The Winter's Tale

William Shakespeare
Guildford Shakespeare Company
Holy Trinity Church, Guildford

Guildford Shakespeare company aim to produce Shakespeare which gives their audience "a unique and visceral theatrical experience" and more accessible than most people found it during 'schooldays'. There is plenty to experience in Act 1with a King who gives in to insane and unfounded jealousy, plans to poison his best friend and imprisons his heavily pregnant wife for the imagined sin of carrying his friend's child there's nothing at all lighthearted here. To cap it all, when the child is born he demands that it be abandoned and left to die. Not a happy man, and even less so when his own son dies too, but then he isn’t even sure it was his son.

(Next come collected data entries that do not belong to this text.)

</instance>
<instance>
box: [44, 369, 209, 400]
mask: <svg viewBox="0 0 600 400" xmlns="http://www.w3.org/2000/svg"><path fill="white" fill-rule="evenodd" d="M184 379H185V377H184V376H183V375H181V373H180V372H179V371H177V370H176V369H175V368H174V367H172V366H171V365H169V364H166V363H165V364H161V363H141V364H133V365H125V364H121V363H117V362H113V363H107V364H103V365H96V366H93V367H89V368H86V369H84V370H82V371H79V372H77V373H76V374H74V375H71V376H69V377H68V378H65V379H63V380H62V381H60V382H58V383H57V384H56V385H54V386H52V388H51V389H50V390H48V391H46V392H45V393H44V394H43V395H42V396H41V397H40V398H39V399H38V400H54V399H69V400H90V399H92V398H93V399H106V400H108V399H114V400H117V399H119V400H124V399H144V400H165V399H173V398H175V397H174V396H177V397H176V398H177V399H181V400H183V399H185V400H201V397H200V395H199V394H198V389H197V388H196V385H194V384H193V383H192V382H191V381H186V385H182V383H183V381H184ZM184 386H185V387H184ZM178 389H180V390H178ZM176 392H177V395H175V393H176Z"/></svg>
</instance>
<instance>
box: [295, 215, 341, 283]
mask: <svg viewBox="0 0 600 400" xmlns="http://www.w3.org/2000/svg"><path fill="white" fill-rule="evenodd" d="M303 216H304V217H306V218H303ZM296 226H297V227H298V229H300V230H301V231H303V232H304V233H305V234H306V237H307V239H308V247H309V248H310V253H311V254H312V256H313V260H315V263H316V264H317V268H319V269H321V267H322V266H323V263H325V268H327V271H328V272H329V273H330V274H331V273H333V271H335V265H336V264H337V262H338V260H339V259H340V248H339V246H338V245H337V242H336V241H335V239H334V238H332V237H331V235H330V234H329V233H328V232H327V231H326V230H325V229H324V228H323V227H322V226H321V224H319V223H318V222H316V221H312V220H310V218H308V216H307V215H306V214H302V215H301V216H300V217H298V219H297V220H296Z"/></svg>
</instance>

Gideon Turner is King Leontes and his pertinent expressions tell us all we need to know about his state of mind, as do those of Robert Mountford’s Polixenes, concerned, worried and puzzled by the change in his friend.

Sarah Gobran as wife Hermione gets off the worst and has to suffer the most change in station. From a carefree, confident and happy queen, she next appears in her prison rags, a stark contrast to her royal robes and sprawls before the king, humiliated and defeated as she pleads for her newborn baby.

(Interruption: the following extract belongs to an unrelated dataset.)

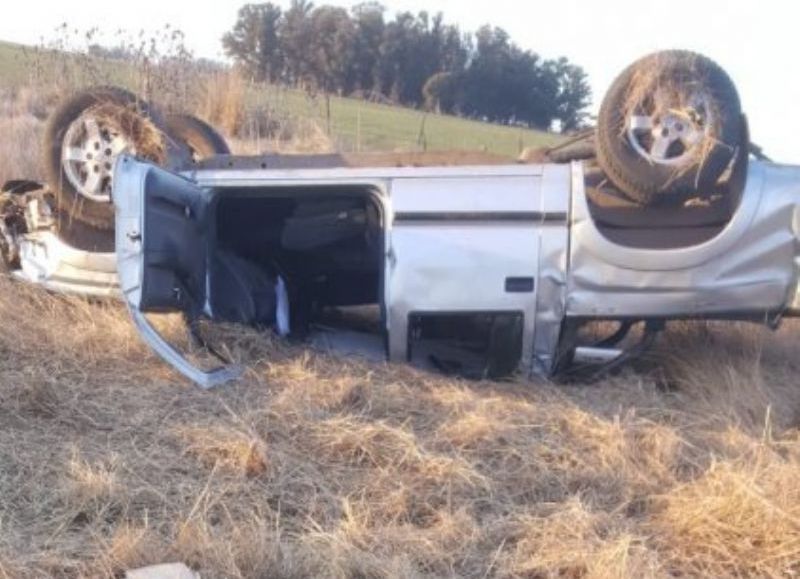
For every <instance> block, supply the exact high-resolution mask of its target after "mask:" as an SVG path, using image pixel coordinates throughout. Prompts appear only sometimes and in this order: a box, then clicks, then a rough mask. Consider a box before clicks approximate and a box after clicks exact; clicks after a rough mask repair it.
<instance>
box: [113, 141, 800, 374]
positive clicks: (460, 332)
mask: <svg viewBox="0 0 800 579" xmlns="http://www.w3.org/2000/svg"><path fill="white" fill-rule="evenodd" d="M238 164H242V165H243V166H242V167H239V166H238ZM221 165H227V166H225V167H224V168H222V167H212V168H199V169H195V170H192V171H189V172H186V173H183V174H180V175H176V174H172V173H170V172H167V171H165V170H163V169H160V168H158V167H155V166H153V165H152V164H148V163H142V162H139V161H136V160H135V159H133V158H131V157H123V158H122V159H121V160H120V161H119V164H118V166H117V169H116V171H117V175H116V177H115V179H116V184H115V196H114V197H115V203H116V207H117V222H116V248H117V249H116V251H117V267H118V271H119V284H120V289H121V291H122V293H123V294H124V296H125V299H126V300H127V303H128V305H129V306H130V310H131V313H132V315H133V317H134V320H135V321H136V323H137V326H138V327H139V329H140V330H141V331H142V333H143V335H144V337H145V339H146V340H147V341H148V342H149V343H150V344H151V345H153V347H154V348H155V349H156V350H157V351H158V352H159V353H160V354H161V355H162V356H164V357H165V359H167V360H168V361H169V362H171V363H172V364H173V365H174V366H175V367H176V368H177V369H179V370H180V371H182V372H183V373H184V374H185V375H187V376H189V377H190V378H191V379H192V380H194V381H195V382H197V383H199V384H203V385H206V386H209V385H213V384H216V383H219V382H220V381H224V380H226V379H228V378H230V377H231V376H232V375H235V370H233V371H232V370H231V369H230V368H226V369H222V370H218V371H215V372H211V373H204V372H200V371H199V370H197V369H195V368H193V367H191V366H190V365H189V364H188V363H187V362H186V361H185V360H184V359H183V358H182V357H181V356H180V355H179V354H178V353H177V352H176V351H175V350H173V349H172V348H171V347H170V346H169V345H168V344H166V343H165V342H164V341H163V340H161V339H160V338H159V337H158V335H157V334H156V333H155V331H154V330H153V328H152V326H151V325H150V324H149V323H148V321H147V319H146V317H145V316H144V315H143V314H144V313H146V312H155V311H179V310H180V311H185V312H187V313H188V314H189V315H190V316H206V317H209V318H212V319H215V320H228V321H234V322H242V323H248V324H265V325H275V326H276V327H279V328H280V331H281V333H287V332H291V331H293V330H294V329H296V328H293V327H292V325H293V324H294V323H295V319H294V315H293V314H294V312H295V308H297V309H298V311H299V310H300V309H303V310H304V311H303V313H302V314H298V318H299V319H301V320H303V322H302V323H305V322H306V320H313V316H314V313H315V311H318V310H317V309H316V306H318V305H324V306H354V305H365V304H372V305H377V306H378V307H379V312H380V314H379V320H378V323H377V324H376V325H375V332H376V333H377V334H379V335H380V336H382V337H383V338H384V339H385V347H386V352H385V353H386V356H387V358H388V359H389V360H393V361H405V360H413V359H414V357H415V355H416V354H417V353H416V352H415V350H416V349H417V347H418V346H419V347H420V348H421V350H420V352H424V353H425V354H424V355H429V349H426V343H435V342H436V341H437V339H441V340H445V339H447V338H463V337H464V336H465V335H467V334H468V333H469V328H470V327H475V326H481V325H483V328H484V335H485V337H486V344H485V346H486V350H485V352H487V355H488V356H489V360H488V362H487V364H488V366H487V367H488V368H493V367H494V366H497V368H496V369H497V371H503V370H505V371H508V370H510V369H511V368H510V367H509V364H511V365H512V366H517V365H519V367H520V368H522V369H523V371H524V372H526V373H530V374H538V375H542V376H549V375H552V374H554V373H555V372H558V371H559V370H563V369H564V368H565V367H566V365H567V364H568V363H570V362H575V361H585V360H596V361H604V362H606V363H608V362H613V361H616V360H621V359H624V358H625V357H626V352H624V351H622V350H619V349H616V348H615V347H614V346H615V345H616V344H615V341H614V340H613V339H612V340H600V341H599V342H598V343H596V344H594V345H585V346H581V345H579V340H578V338H577V337H578V334H579V332H578V330H579V329H580V327H581V326H582V325H584V324H586V323H587V322H591V321H598V320H607V321H614V322H619V323H620V326H621V330H623V329H627V328H628V327H629V326H630V324H631V323H633V322H640V321H641V322H644V326H645V329H644V331H643V332H642V341H643V342H645V343H646V342H647V341H648V340H649V339H650V337H651V336H652V334H653V333H654V332H656V331H658V330H659V329H660V328H661V326H662V323H663V322H664V321H667V320H675V319H692V318H695V319H696V318H712V319H724V320H752V321H759V322H764V323H769V324H775V323H776V322H777V321H778V320H779V319H780V318H781V317H784V316H793V315H797V314H798V313H800V295H799V294H798V271H799V268H800V252H798V247H799V245H798V235H799V234H800V168H798V167H785V166H779V165H774V164H769V163H763V162H759V161H750V162H749V164H748V167H747V169H748V170H747V172H746V173H747V174H746V178H745V179H744V182H743V183H742V184H741V186H740V189H741V191H740V193H739V195H738V196H737V197H738V198H737V199H736V202H735V207H734V208H732V209H731V210H730V212H729V213H727V214H726V212H725V211H721V210H720V208H719V207H715V206H698V207H697V208H696V209H695V210H694V211H687V210H686V209H684V210H683V211H681V212H680V213H679V215H680V217H679V218H676V219H674V220H673V222H669V220H667V219H665V218H664V210H658V220H648V219H646V218H645V219H643V218H641V215H640V218H639V220H631V219H630V218H629V217H628V216H626V215H625V213H626V212H630V211H631V208H629V207H627V206H624V205H622V206H619V207H613V206H612V207H608V206H606V207H601V206H599V205H598V204H596V203H595V202H593V201H592V198H591V197H590V196H589V195H587V177H586V176H585V175H584V168H583V165H582V164H581V163H579V162H576V163H573V164H569V165H556V164H551V165H500V166H460V167H430V168H428V167H411V168H396V169H388V168H346V167H345V168H323V169H308V168H304V169H280V168H269V167H267V168H260V167H252V166H248V160H247V159H241V160H236V159H231V160H226V161H225V162H224V163H221ZM250 165H252V162H251V163H250ZM635 211H637V213H639V214H641V213H642V211H641V210H635ZM297 323H300V322H297ZM448 329H450V330H452V331H455V332H457V333H458V334H459V335H457V336H453V335H447V330H448ZM621 330H620V331H618V332H615V333H619V334H621V333H622V332H621ZM613 337H614V336H611V338H613ZM618 337H621V335H620V336H618ZM493 342H494V343H493ZM640 343H641V342H640ZM498 354H500V355H498ZM576 359H577V360H576Z"/></svg>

Her moving and impassioned plea, swearing she would rather die than live without her child, deserves centre stage, but with a walkway dividing two separate stages ‘centre’ would be floor level. The moving platform they have constructed to overcome this has to be clipped/unclipped by hand and manually pushed into position. I can’t say I liked it, but I can see the reason for it.

Director Caroline Devlin has changed the original venues to Victorian England and India which have similar styles to the originals, one a formal court and the other simply rural and carefree. This not only works very well, but gives an excuse to include two dancers, Heidi Harris and Shalini Bhalia from the Just Jhoom! dance group, beginning the change of mood from tragedy to joyous celebration which has brought us to act 2.

Sixteen years have passed and winter has changed to spring. The abandoned baby was found and adopted by a kindly shepherd (I did wish someone had thought to feed it) and now has grown into a beautiful girl Perdita (Selma Brooks) who has fallen in love with Polixenes’ son Florizel (Imran Momen).

In this carefree land, in the process of celebrating a sheep sheering ceremony and with two attractive young lovers, the spirits lift immediately. The dancing is sensuous and vibrant and much appreciated by the vagabond Autolycus who tries to join in.

This is Chris Porter, hugely enjoying himself, and thoroughly entertaining us with his outrageous antics and his habit of lifting valuables from unsuspecting revellers and hiding them in unmentionable places about his person. His taste in dress is worthy of mention too. Extraordinary to say the least.

He carries the comedy element almost by himself, although I did like the double act between Harmage Singh Kalirai and Shamir Dawood as the Old Shepherd and his son Clown.

Accessibility is not quite so evident in the production as is usual. It was not clear why the young prince had died—and was the casket of gold left beside the baby really enough to prove her identity?—but with such a lot to fit into the second act it would have taken another hour or two of performance and, after all, perhaps I just missed the references.

Matt Pinches has given up his comedy persona this time and does sterling duty as the king’s advisor Camillo, but one of the most important characters in the play, and almost overlooked, is Tracy Brabin as Paulina. It is she who can talk to Leontes almost as an equal and she who is the saviour of the situation making a happy ending possible, but that you have to see.